We know that for the operating system code is considered read only, and separate from data. It seems logical then that if programs can not modify code and have large amounts of common code, instead of replicating it for every executable it should be shared between many executables.
With virtual memory this can be easily done. The physical pages of memory the library code is loaded into can be easily referenced by any number of virtual pages in any number of address spaces. So while you only have one physical copy of the library code in system memory, every process can have access to that library code at any virtual address it likes.
Thus people quickly came up with the idea of a shared library which, as the name suggests, is shared by multiple executables. Each executable contains a reference essentially saying "I need library foo". When the program is loaded, it is up to the system to either check if some other program has already loaded the code for library foo into memory, and thus share it by mapping pages into the executable for that physical memory, or otherwise load the library into memory for the executable.
This process is called dynamic linking because it does part of the linking process "on the fly" as programs are executed in the system.
Libraries are very much like a program that never gets started. They have code and data sections (functions and variables) just like every executable; but no where to start running. They just provide a library of functions for developers to call.
Thus ELF can represent a dynamic library just as it does an executable. There are some fundamental differences, such as there is no pointer to where execution should start, but all shared libraries are just ELF objects like any other executable.
The ELF header has two mutually exclusive flags, ET_EXEC and ET_DYN to mark an ELF file as either an executable or a shared object file.
When you compile your program that uses a dynamic library, object files are left with references to the library functions just as for any other external reference.
You need to include the header for the library so that the compiler knows the specific types of the functions you are calling. Note the compiler only needs to know the types associated with a function (such as, it takes an int and returns a char *) so that it can correctly allocate space for the function call.[1]
Even though the dynamic linker does a lot of the work for shared libraries, the traditional linker still has a role to play in creating the executable.
The traditional linker needs to leave a pointer in the executable so that the dynamic linker knows what library will satisfy the dependencies at runtime.
The dynamic section of the executable requires a NEEDED entry for each shared library that the executable depends on.
Again, we can inspect these fields with the readelf program. Below we have a look at a very standard binary, /bin/ls
Example 9-1. Specifying Dynamic Libraries
$ readelf --dynamic /bin/ls
Dynamic segment at offset 0x22f78 contains 27 entries:
Tag Type Name/Value
0x0000000000000001 (NEEDED) Shared library: [librt.so.1]

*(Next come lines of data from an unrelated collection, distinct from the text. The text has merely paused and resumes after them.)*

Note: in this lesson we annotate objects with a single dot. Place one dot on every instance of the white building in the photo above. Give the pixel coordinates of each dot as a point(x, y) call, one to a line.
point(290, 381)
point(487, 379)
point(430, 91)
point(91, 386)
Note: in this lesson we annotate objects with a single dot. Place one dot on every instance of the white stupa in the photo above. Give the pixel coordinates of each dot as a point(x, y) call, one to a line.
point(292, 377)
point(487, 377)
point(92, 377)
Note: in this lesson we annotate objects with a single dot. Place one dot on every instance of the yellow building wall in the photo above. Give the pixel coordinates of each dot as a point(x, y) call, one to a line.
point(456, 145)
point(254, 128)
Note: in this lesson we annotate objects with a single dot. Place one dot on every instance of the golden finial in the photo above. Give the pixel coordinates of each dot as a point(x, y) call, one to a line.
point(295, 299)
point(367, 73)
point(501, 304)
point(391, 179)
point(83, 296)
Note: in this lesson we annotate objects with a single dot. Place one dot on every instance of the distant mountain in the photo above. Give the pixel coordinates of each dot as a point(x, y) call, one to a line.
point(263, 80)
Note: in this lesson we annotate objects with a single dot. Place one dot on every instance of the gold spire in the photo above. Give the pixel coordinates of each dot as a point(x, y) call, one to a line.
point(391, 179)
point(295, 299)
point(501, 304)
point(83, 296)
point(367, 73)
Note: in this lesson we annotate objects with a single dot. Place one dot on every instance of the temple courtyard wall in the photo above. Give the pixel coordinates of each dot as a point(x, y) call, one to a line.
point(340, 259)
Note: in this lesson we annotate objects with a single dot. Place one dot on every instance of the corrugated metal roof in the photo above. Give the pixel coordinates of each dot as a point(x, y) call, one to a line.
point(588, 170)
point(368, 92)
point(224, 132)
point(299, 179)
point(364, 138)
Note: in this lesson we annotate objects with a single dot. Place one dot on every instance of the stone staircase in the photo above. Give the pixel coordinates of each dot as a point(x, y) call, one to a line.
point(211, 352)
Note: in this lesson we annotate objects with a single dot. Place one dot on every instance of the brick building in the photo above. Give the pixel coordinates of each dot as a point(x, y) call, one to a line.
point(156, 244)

0x0000000000000001 (NEEDED) Shared library: [libacl.so.1]
0x0000000000000001 (NEEDED) Shared library: [libc.so.6.1]
0x000000000000000c (INIT) 0x4000000000001e30
... snip ...
You can see that it specifies three libraries. The most common library shared by most, if not all, programs on the system is libc. There are also some other libraries that the program needs to run correctly.
Reading the ELF file directly is sometimes useful, but the usual way to inspect a dynamically linked executable is via ldd. ldd "walks" the dependencies of libraries for you; that is if a library depends on another library, it will show it to you.
Example 9-2. Looking at dynamic libraries
$ ldd /bin/ls
librt.so.1 => /lib/tls/librt.so.1 (0x2000000000058000)
libacl.so.1 => /lib/libacl.so.1 (0x2000000000078000)
libc.so.6.1 => /lib/tls/libc.so.6.1 (0x2000000000098000)
libpthread.so.0 => /lib/tls/libpthread.so.0 (0x20000000002e0000)
/lib/ld-linux-ia64.so.2 => /lib/ld-linux-ia64.so.2 (0x2000000000000000)
libattr.so.1 => /lib/libattr.so.1 (0x2000000000310000)
$ readelf --dynamic /lib/librt.so.1
Dynamic segment at offset 0xd600 contains 30 entries:
Tag Type Name/Value
0x0000000000000001 (NEEDED) Shared library: [libc.so.6.1]
0x0000000000000001 (NEEDED) Shared library: [libpthread.so.0]
... snip ...
We can see above that libpthread has been required from somewhere. If we do a little digging, we can see that the requirement comes from librt.
[1] | This has not always been the case with the C standard. Previously, compilers would assume that any function it did not know about returned an int. On a 32 bit system, the size of a pointer is the same size as an int, so there was no problem. However, with a 64 bit system, the size of a pointer is generally twice the size of an int so if the function actually returns a pointer, its value will be destroyed. This is clearly not acceptable, as the pointer will thus not point to valid memory. The C99 standard has changed such that you are required to specify the types of included functions. |